Milan IP Court does not turn a blind eye on Flirting trademark
With an order dated 28 December 2015, the IP division of the Milan Court granted provisional protection to the “wink” trademark characterising the Flirting collection of well-known fashion blogger and designer Chiara Ferragni.
The trademark holder (the company Mofra Shoes, which has a partnership agreement with Ms Ferragni) filed a preliminary seizure and injunction application with the Court, complaining that its trademark was being reproduced on two T-shirts, sold in pairs and stamped respectively with the picture of a closed and an open eye, graphically identical to those forming its registered trademark. Such conducts, the applicant claimed, made for a prima facie case of trademark infringement and unfair competition.

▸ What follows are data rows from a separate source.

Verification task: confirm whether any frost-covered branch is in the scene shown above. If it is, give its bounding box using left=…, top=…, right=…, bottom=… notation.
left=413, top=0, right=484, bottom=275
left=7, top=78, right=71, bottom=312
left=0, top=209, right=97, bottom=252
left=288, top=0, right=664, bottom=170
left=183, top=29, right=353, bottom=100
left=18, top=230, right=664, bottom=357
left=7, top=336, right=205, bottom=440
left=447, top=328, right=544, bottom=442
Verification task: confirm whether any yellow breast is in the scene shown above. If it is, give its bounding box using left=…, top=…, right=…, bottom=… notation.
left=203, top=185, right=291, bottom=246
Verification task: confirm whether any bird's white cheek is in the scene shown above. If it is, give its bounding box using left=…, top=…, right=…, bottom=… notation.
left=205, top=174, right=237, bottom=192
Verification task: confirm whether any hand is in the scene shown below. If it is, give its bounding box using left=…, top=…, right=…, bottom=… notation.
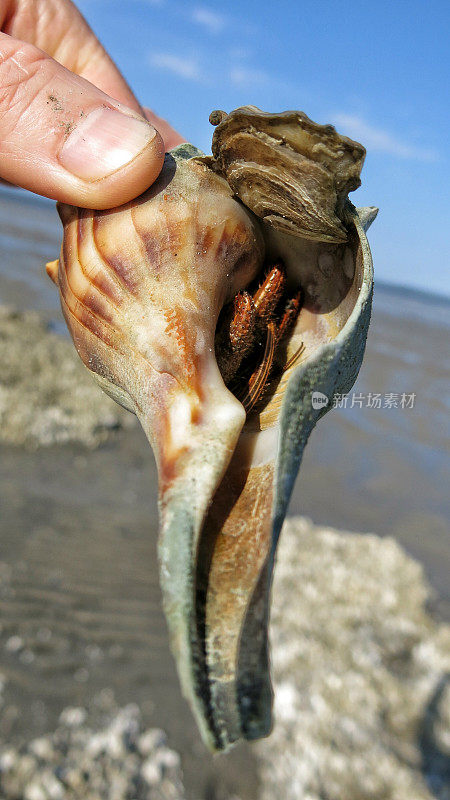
left=0, top=0, right=184, bottom=209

The company responsible for the sale of the T-shirts fought the applicant’s case, claiming, among other things, invalidity for lack of distinctiveness of the trademark in suit, arguing that it sought to monopolise a universal form of communication such as the “wink”. It claimed furthermore that, in any event, there could be no infringement or unfair competition, since the ideological and expressive core of the applicant’s trademark was the simultaneous presence of both eyes, while its T-shirts depicted a single eye and of course could not be worn simultaneously; thus, any likelihood of confusion and/or association between the two competitors was ruled out.
The Judge, however, took a different view. On the issue of distinctiveness, he observed that, though the “wink” gesture as such may not be monopolised by a single subject, it can be graphically represented in countless different ways, so that protection as a trademark can be granted to a sufficiently distinct representation of it. In this respect, he found that the Flirting sign possessed a sufficient degree of distinctiveness, rendering the depiction of an open and a winking eye as a “stylised and imaginative” representation.
On the issue of infringement, having noted the substantial graphic identity of the images printed on the defendant’s T-shirts with those forming the applicant’s registered trademark, the Judge observed that the pair of T-shirts was offered for sale in a single pack and that the images stamped on them were accompanied by the phrase “an eye / for an eye”, divided between the two and readable in full by placing them one next to another. The seller was thus suggesting that they be worn by two people at the same time, so that, when they were standing side by side, both the “wink” and the sentence could be seen as a whole by the observer. It followed, in the Judge’s view, that the defendant used the applicant’s trademark in its entirety in the course of trade and was, therefore, actually infringing the applicant’s trademark rights.
On those grounds, the Judge granted preliminary seizure and injunction against the infringer, subject to a penalty for any violation of his order.
Note to readers: the order is subject to direct appeal; in any event, due to the summary nature of the proceedings in this case, it could be overruled by a decision issued following ordinary proceedings.